Class plaintiffs bring claims for securities fraud against Dexia Bank Belgium (“Dexia”), the successor to Artesia Banking Corp., S.A. (“Artesia”), the former chief commercial banker for Lernout & Hauspie Speech Products N.V. (“L & H”). 1 Defendant has moved to dismiss, arguing that the claims are time-barred and that their allegations fail" to support a claim for primary liability under Section 10(b) of the Securities Exchange Act of 1934,15 U.S.C. § 78j(b), and Rule 10b-5 promulgated by the Securities and Exchange- Commission (SEC), 17 C.F.R. § 240.10b-5. After hearing, the motion to dismiss is DENIED.

II. FACTUAL BACKGROUND

The Second Amended Class Action Complaint alleges the following facts. 2 .

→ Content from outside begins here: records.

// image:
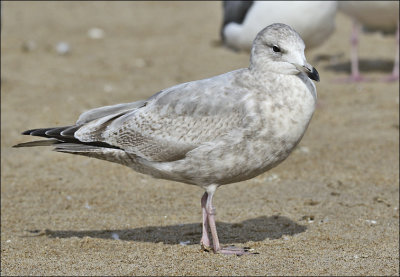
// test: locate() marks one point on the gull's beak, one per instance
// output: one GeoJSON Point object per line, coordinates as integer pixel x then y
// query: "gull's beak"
{"type": "Point", "coordinates": [311, 72]}
{"type": "Point", "coordinates": [308, 69]}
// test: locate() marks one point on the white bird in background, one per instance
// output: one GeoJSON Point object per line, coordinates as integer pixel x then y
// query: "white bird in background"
{"type": "Point", "coordinates": [313, 20]}
{"type": "Point", "coordinates": [210, 132]}
{"type": "Point", "coordinates": [373, 16]}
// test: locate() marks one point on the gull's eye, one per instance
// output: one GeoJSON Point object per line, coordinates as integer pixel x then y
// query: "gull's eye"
{"type": "Point", "coordinates": [276, 48]}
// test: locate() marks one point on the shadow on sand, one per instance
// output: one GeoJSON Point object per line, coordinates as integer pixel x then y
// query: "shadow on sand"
{"type": "Point", "coordinates": [257, 229]}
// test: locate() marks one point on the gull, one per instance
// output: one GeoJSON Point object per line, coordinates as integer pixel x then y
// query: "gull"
{"type": "Point", "coordinates": [210, 132]}
{"type": "Point", "coordinates": [373, 16]}
{"type": "Point", "coordinates": [313, 20]}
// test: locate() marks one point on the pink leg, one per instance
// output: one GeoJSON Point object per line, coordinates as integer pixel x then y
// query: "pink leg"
{"type": "Point", "coordinates": [355, 73]}
{"type": "Point", "coordinates": [211, 221]}
{"type": "Point", "coordinates": [395, 73]}
{"type": "Point", "coordinates": [205, 241]}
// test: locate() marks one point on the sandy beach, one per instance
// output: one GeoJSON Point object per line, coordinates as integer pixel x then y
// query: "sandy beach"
{"type": "Point", "coordinates": [330, 209]}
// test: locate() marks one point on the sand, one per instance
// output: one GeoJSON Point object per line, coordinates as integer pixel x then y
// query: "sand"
{"type": "Point", "coordinates": [330, 209]}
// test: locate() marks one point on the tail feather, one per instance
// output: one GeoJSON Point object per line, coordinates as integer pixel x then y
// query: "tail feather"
{"type": "Point", "coordinates": [60, 135]}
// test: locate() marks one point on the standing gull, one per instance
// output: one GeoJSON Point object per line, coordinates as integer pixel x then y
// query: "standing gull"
{"type": "Point", "coordinates": [210, 132]}
{"type": "Point", "coordinates": [313, 20]}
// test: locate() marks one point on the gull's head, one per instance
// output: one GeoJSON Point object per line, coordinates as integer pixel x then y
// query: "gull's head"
{"type": "Point", "coordinates": [278, 48]}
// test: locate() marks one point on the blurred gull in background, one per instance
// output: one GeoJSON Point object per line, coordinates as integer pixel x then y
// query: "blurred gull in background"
{"type": "Point", "coordinates": [373, 16]}
{"type": "Point", "coordinates": [313, 20]}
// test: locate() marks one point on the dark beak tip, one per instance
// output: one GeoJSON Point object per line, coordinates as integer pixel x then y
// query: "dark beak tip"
{"type": "Point", "coordinates": [314, 75]}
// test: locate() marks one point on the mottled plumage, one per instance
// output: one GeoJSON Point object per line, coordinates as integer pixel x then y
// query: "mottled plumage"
{"type": "Point", "coordinates": [210, 132]}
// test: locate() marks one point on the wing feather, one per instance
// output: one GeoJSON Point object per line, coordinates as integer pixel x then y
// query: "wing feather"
{"type": "Point", "coordinates": [173, 122]}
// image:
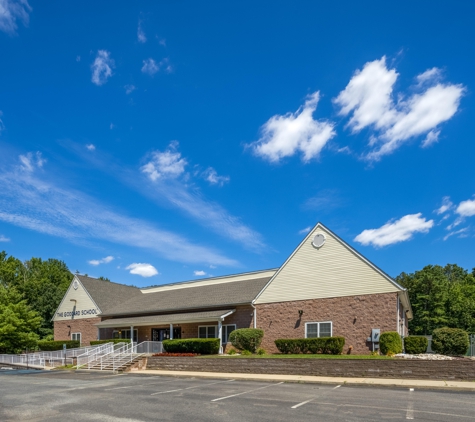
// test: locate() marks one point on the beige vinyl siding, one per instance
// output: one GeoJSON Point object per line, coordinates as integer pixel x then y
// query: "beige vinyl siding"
{"type": "Point", "coordinates": [211, 281]}
{"type": "Point", "coordinates": [332, 270]}
{"type": "Point", "coordinates": [84, 304]}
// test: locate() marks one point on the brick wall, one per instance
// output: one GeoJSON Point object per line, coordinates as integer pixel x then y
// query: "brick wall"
{"type": "Point", "coordinates": [352, 317]}
{"type": "Point", "coordinates": [84, 326]}
{"type": "Point", "coordinates": [394, 368]}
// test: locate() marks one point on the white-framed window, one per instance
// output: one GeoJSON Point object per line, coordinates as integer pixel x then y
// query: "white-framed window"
{"type": "Point", "coordinates": [76, 336]}
{"type": "Point", "coordinates": [125, 334]}
{"type": "Point", "coordinates": [318, 329]}
{"type": "Point", "coordinates": [211, 331]}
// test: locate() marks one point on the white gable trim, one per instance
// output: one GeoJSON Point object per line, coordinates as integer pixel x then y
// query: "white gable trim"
{"type": "Point", "coordinates": [342, 242]}
{"type": "Point", "coordinates": [67, 291]}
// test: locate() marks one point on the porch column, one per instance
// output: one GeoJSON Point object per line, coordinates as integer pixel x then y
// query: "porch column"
{"type": "Point", "coordinates": [220, 336]}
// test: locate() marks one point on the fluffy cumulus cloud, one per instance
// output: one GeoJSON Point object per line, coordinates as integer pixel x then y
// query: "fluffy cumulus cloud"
{"type": "Point", "coordinates": [150, 66]}
{"type": "Point", "coordinates": [142, 269]}
{"type": "Point", "coordinates": [466, 208]}
{"type": "Point", "coordinates": [369, 99]}
{"type": "Point", "coordinates": [97, 262]}
{"type": "Point", "coordinates": [284, 136]}
{"type": "Point", "coordinates": [167, 164]}
{"type": "Point", "coordinates": [129, 89]}
{"type": "Point", "coordinates": [12, 11]}
{"type": "Point", "coordinates": [141, 37]}
{"type": "Point", "coordinates": [395, 231]}
{"type": "Point", "coordinates": [102, 67]}
{"type": "Point", "coordinates": [447, 205]}
{"type": "Point", "coordinates": [30, 162]}
{"type": "Point", "coordinates": [211, 176]}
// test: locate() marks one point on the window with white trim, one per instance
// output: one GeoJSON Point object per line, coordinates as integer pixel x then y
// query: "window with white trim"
{"type": "Point", "coordinates": [318, 329]}
{"type": "Point", "coordinates": [211, 331]}
{"type": "Point", "coordinates": [76, 336]}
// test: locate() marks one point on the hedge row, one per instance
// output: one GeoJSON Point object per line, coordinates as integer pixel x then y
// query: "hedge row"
{"type": "Point", "coordinates": [49, 346]}
{"type": "Point", "coordinates": [112, 340]}
{"type": "Point", "coordinates": [203, 346]}
{"type": "Point", "coordinates": [415, 345]}
{"type": "Point", "coordinates": [246, 339]}
{"type": "Point", "coordinates": [325, 345]}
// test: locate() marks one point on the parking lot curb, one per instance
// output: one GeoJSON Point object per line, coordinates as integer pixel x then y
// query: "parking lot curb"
{"type": "Point", "coordinates": [367, 382]}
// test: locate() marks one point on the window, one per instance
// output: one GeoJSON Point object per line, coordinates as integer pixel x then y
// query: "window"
{"type": "Point", "coordinates": [318, 329]}
{"type": "Point", "coordinates": [211, 331]}
{"type": "Point", "coordinates": [76, 336]}
{"type": "Point", "coordinates": [125, 334]}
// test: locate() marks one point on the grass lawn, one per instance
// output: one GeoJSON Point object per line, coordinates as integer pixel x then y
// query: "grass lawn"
{"type": "Point", "coordinates": [300, 356]}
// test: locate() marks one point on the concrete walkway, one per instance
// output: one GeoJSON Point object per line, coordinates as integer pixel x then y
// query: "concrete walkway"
{"type": "Point", "coordinates": [407, 383]}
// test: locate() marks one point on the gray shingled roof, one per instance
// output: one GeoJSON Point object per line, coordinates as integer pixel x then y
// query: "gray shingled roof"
{"type": "Point", "coordinates": [165, 319]}
{"type": "Point", "coordinates": [213, 295]}
{"type": "Point", "coordinates": [107, 294]}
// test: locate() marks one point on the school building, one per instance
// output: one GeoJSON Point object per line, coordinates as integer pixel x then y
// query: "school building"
{"type": "Point", "coordinates": [324, 288]}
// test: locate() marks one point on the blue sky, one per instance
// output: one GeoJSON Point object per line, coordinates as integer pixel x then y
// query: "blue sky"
{"type": "Point", "coordinates": [154, 142]}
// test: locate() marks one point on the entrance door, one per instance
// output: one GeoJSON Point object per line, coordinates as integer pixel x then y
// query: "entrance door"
{"type": "Point", "coordinates": [160, 334]}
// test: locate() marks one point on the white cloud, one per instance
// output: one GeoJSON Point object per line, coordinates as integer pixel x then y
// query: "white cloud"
{"type": "Point", "coordinates": [105, 260]}
{"type": "Point", "coordinates": [141, 34]}
{"type": "Point", "coordinates": [211, 175]}
{"type": "Point", "coordinates": [466, 208]}
{"type": "Point", "coordinates": [102, 67]}
{"type": "Point", "coordinates": [429, 76]}
{"type": "Point", "coordinates": [461, 233]}
{"type": "Point", "coordinates": [395, 231]}
{"type": "Point", "coordinates": [29, 162]}
{"type": "Point", "coordinates": [446, 205]}
{"type": "Point", "coordinates": [150, 67]}
{"type": "Point", "coordinates": [42, 206]}
{"type": "Point", "coordinates": [10, 12]}
{"type": "Point", "coordinates": [129, 89]}
{"type": "Point", "coordinates": [305, 230]}
{"type": "Point", "coordinates": [166, 164]}
{"type": "Point", "coordinates": [369, 97]}
{"type": "Point", "coordinates": [145, 270]}
{"type": "Point", "coordinates": [284, 136]}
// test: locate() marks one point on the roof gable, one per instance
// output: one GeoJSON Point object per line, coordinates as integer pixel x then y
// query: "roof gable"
{"type": "Point", "coordinates": [333, 270]}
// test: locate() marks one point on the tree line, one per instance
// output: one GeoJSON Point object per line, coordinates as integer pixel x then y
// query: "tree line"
{"type": "Point", "coordinates": [31, 291]}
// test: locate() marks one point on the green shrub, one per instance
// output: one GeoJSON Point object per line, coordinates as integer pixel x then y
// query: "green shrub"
{"type": "Point", "coordinates": [324, 345]}
{"type": "Point", "coordinates": [246, 339]}
{"type": "Point", "coordinates": [111, 340]}
{"type": "Point", "coordinates": [203, 346]}
{"type": "Point", "coordinates": [415, 345]}
{"type": "Point", "coordinates": [390, 342]}
{"type": "Point", "coordinates": [450, 341]}
{"type": "Point", "coordinates": [49, 346]}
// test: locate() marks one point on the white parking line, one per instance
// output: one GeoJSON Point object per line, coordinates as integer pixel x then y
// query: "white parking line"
{"type": "Point", "coordinates": [301, 404]}
{"type": "Point", "coordinates": [138, 385]}
{"type": "Point", "coordinates": [189, 388]}
{"type": "Point", "coordinates": [245, 392]}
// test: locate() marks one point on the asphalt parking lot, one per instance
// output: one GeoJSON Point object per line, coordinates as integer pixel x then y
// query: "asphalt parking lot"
{"type": "Point", "coordinates": [86, 396]}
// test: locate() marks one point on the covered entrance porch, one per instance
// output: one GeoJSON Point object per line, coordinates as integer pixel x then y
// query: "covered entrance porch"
{"type": "Point", "coordinates": [204, 324]}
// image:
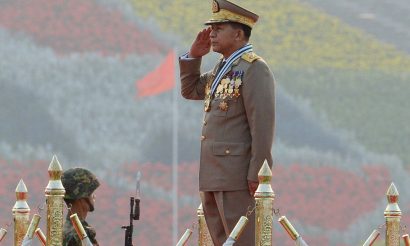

In March of 1997, the Brussels Translation Group N.V. (“BTG”) was established, purportedly to develop machine translation software. (¶ 81.) Artesia provided the initial financing to allow BTG to operate. Id. That same year, L & H purported to license software and provide engineering services to BTG in exchange for millions of dollars in fees and royalties. (¶¶ 82, 83.) Artesia loaned BTG $22.9 million. (If SI.) It loaned these funds to BTG so that BTG would use them to pay L & H, which would then pass the money off to investors as legitimate L & H licensing revenue. Id. From 1997 through 1999, L & H improperly recorded almost $35 million in revenues from the BTG transaction. (¶ 84.) At the end of the contract, in June 1999, L & H purchased BTG for $59 million. Id. The sole purpose of the BTG transaction was to inflate L & H’s reported financial results. (¶ 85.)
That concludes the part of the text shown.